Chapter 6: Loss Functions¶
📉 Learning Objectives
- Understand different loss functions
- Choose the right loss for your task
- Implement custom loss functions
- Handle class imbalance
What are Loss Functions?¶
Loss functions (also called cost functions or objective functions) measure how well your model's predictions match the actual targets. The goal of training is to minimize the loss.

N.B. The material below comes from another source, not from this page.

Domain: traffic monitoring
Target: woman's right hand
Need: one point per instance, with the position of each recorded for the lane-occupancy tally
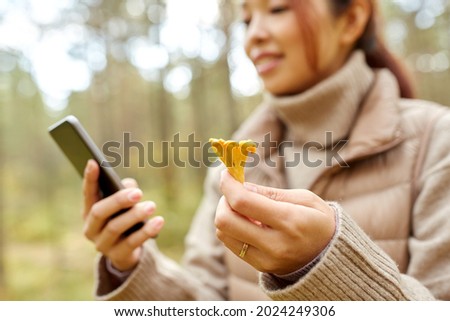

Key Concepts: - Lower loss = better predictions - Different tasks require different loss functions - Loss guides the gradient descent optimization
Choosing the Right Loss Function
Select loss functions based on your task: MSE/MAE for regression, CrossEntropy for classification, BCE for binary classification. The wrong loss function can prevent your model from learning effectively.
Loss vs Metrics
Loss functions are used for training (must be differentiable), while metrics (accuracy, F1-score) are used for evaluation. Sometimes they differ - you might train with CrossEntropy but evaluate with accuracy.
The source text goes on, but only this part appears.